I am storing a lot of objects with geographically positions as 2D points (x,y) in granularity of meters. To represent the world I am using a grid divided in cells of 1 square km. Currently I am using HashMap<Position, Object>
for this. Any other map or appropriate data structure is fine, but I the solution works so I am only interested in solving the details.
I have been reading a lot about making good hash functions, specifically for 2D points. So far, no solutions have been really good (rated in terms of as collision-free as possible).
To test some ideas I wrote a very simple java program to generate hash codes for points from an arbitrary number (-1000,-1000) to (1000, 1000) (x1, y1 -> x2,y2) and storing them in a HashSet<Integer>
and this is my result:
# java HashTest
4000000 number of unique positions
test1: 3936031 (63969 buckets, 1,60%) collisions using Objects.hash(x,y)
test2: 0 (4000000 buckets, 100,00%) collisions using (x << 16) + y
test3: 3998000 (2000 buckets, 0,05%) collisions using x
test4: 3924037 (75963 buckets, 1,90%) collisions using x*37 + y
test5: 3996001 (3999 buckets, 0,10%) collisions using x*37 + y*37
test6: 3924224 (75776 buckets, 1,89%) collisions using x*37 ^ y
test7: 3899671 (100329 buckets, 2,51%) collisions using x*37 ^ y*37
test8: 0 (4000000 buckets, 100,00%) collisions using PerfectlyHashThem
test9: 0 (4000000 buckets, 100,00%) collisions using x << 16 | (y & 0xFFFF)
Legend: number of collisions , buckets(collisions), perc(collisions)
Most of these hash functions perform really bad. In fact, the only good solution is the one that shifts x to the first 16 bits of the integer.

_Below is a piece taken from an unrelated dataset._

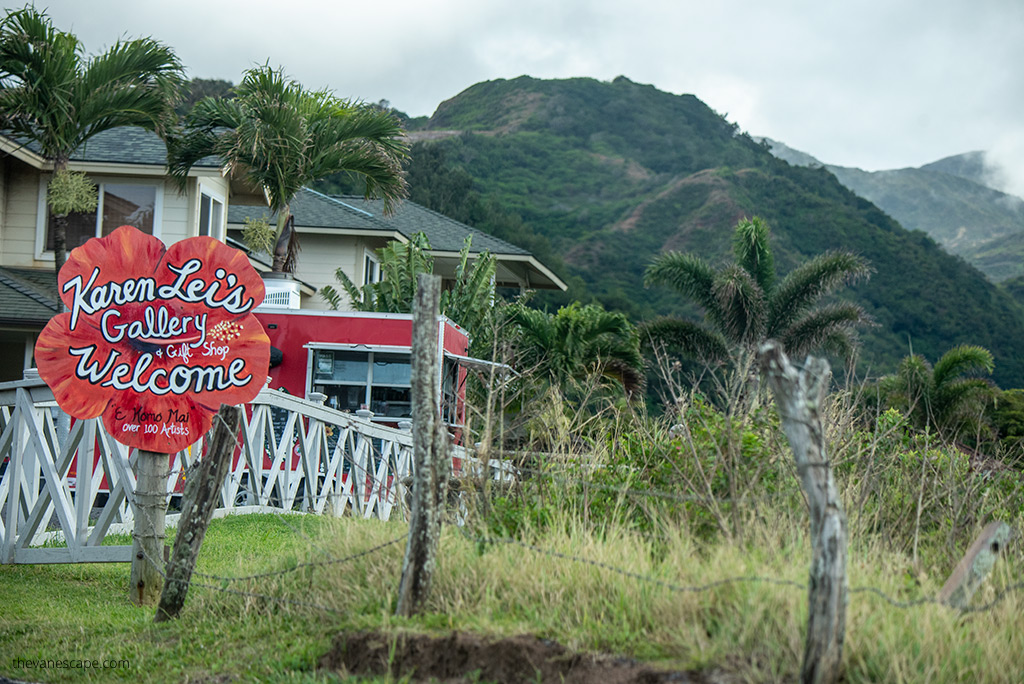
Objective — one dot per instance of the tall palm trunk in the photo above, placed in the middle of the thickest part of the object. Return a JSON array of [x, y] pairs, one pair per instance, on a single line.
[[286, 247], [59, 224]]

The limitation, I guess, is that the two most distant points must not be more than the square root of Integer.MAX_INT
, i.e. area must be less than 46 340 square km.
This is my test function (just copied for each new hash function):
public void test1() {
HashSet<Integer> hashCodes = new HashSet<Integer>();
int collisions = 0;
for (int x = -MAX_VALUE; x < MAX_VALUE; ++x) {
for (int y = -MAX_VALUE; y < MAX_VALUE; ++y) {
final int hashCode = Objects.hash(x,y);
if (hashCodes.contains(hashCode))
collisions++;
hashCodes.add(hashCode);
}
}
System.console().format("test1: %1$s (%2$s buckets, %3$.2f%%) collisions using Objects.hash(x,y)\n", collisions, buckets(collisions), perc(collisions));
}
Am I thinking wrong here? Should I fine-tune the primes to get better results?
Edits:
Added more hash functions (test8 and test9). test8 comes from the reponse by @nawfal in Mapping two integers to one, in a unique and deterministic way (converted from short to int).